# Eco Mods increase your profit by a gigantic margin



## Sal29 (Jul 27, 2014)

Do you think Uber would allow any of these inexpensive mods on your car? 
This Civic for example gets over 84 mpg on the highway.
http://ecomodder.com/forum/emgarage.php?do=details&vehicleid=8353


----------



## Amsoil Uber Connect (Jan 14, 2015)

What they don't know shouldn't hurt you.

I saw a Red car the other day while at a Chevron station, and thought wtf, it said no red cars. The guy was taking a smoke break. Was gona start talking to him but decided not. Not sure what kind of car but small, then wondered if it was leased. Oh well...


----------



## Fauxknight (Aug 12, 2014)

I have my lower grill blocked to help with fuel economy. In extreme cold I block part of the upper as well. Thinking of making or buying a more professional cover for it, regular Prii have third party grill covers available, not sure if anyone has made a set for the C yet.

He also appears to be an extreme hypermiler, on his fuel log he states how many EoC miles he gets per tank . EoC is engine off coasting, and is pretty much what it sounds like. With hypermiling most hybrids can match his MPG numbers with just P&G, pulse and glide, which is far safer, but still annoying to other drivers, particularly when done to the extreme.


----------



## observer (Dec 11, 2014)

Sal29 said:


> Do you think Uber would allow any of these inexpensive mods on your car?
> This Civic for example gets over 84 mpg on the highway.
> http://ecomodder.com/forum/emgarage.php?do=details&vehicleid=8353


Interesting, I've never seen anything like this. I'll have to look into it and learn more about it.
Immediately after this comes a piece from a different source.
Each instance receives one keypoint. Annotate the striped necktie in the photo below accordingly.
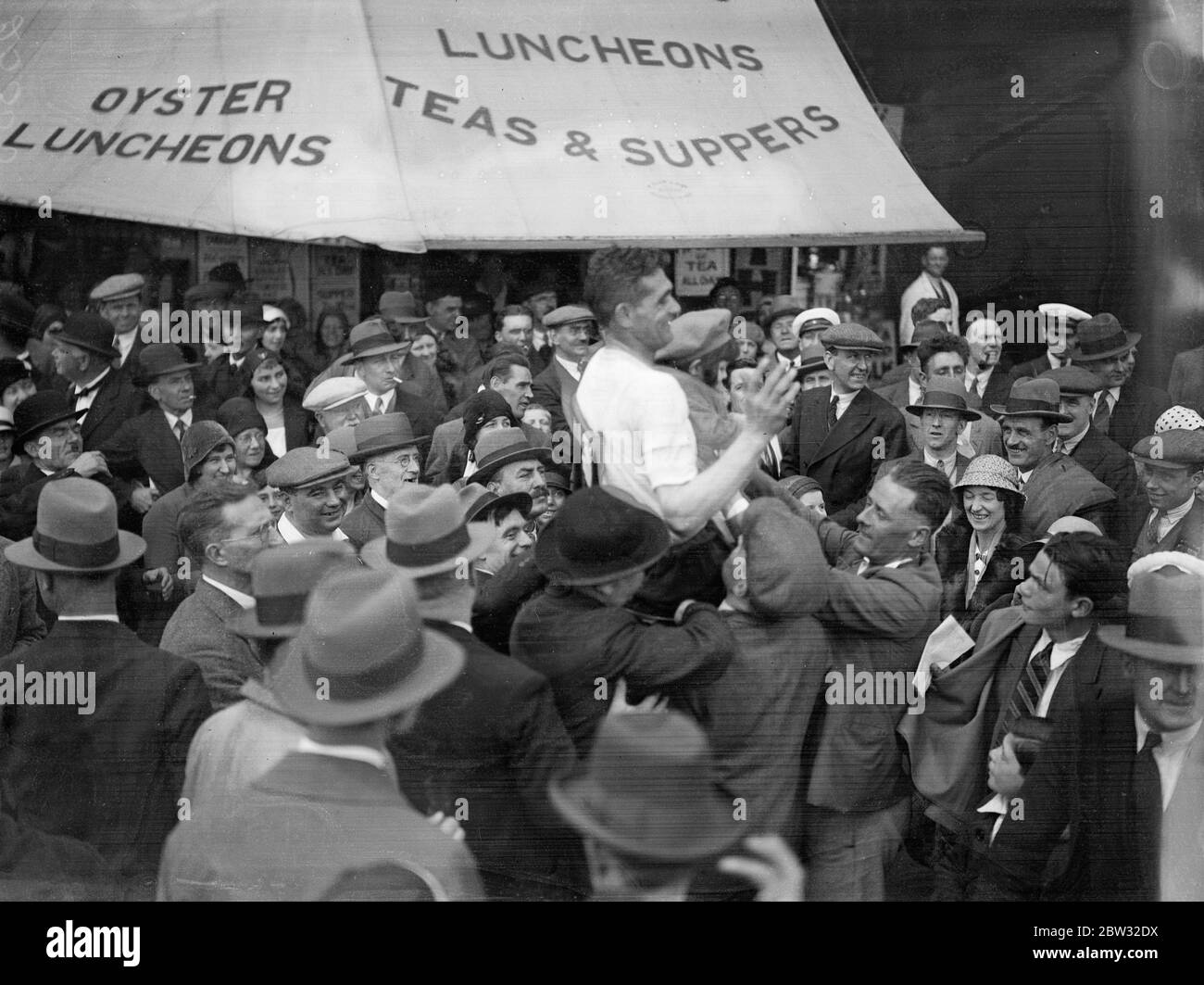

I have turned off engine just to see how far my '96 stick shift VW Golf would coast without power.
Near Buena Park and areas north east of BP there are several areas you can coast at speed limit for half mile. A couple stretches for a mile. One place going over hills toward La Puente for three miles.

My longest coast was 14.9 miles from top of mountains near Gorman to truck stops at bottom near 99 and 5 split.

I live such an exciting life!


----------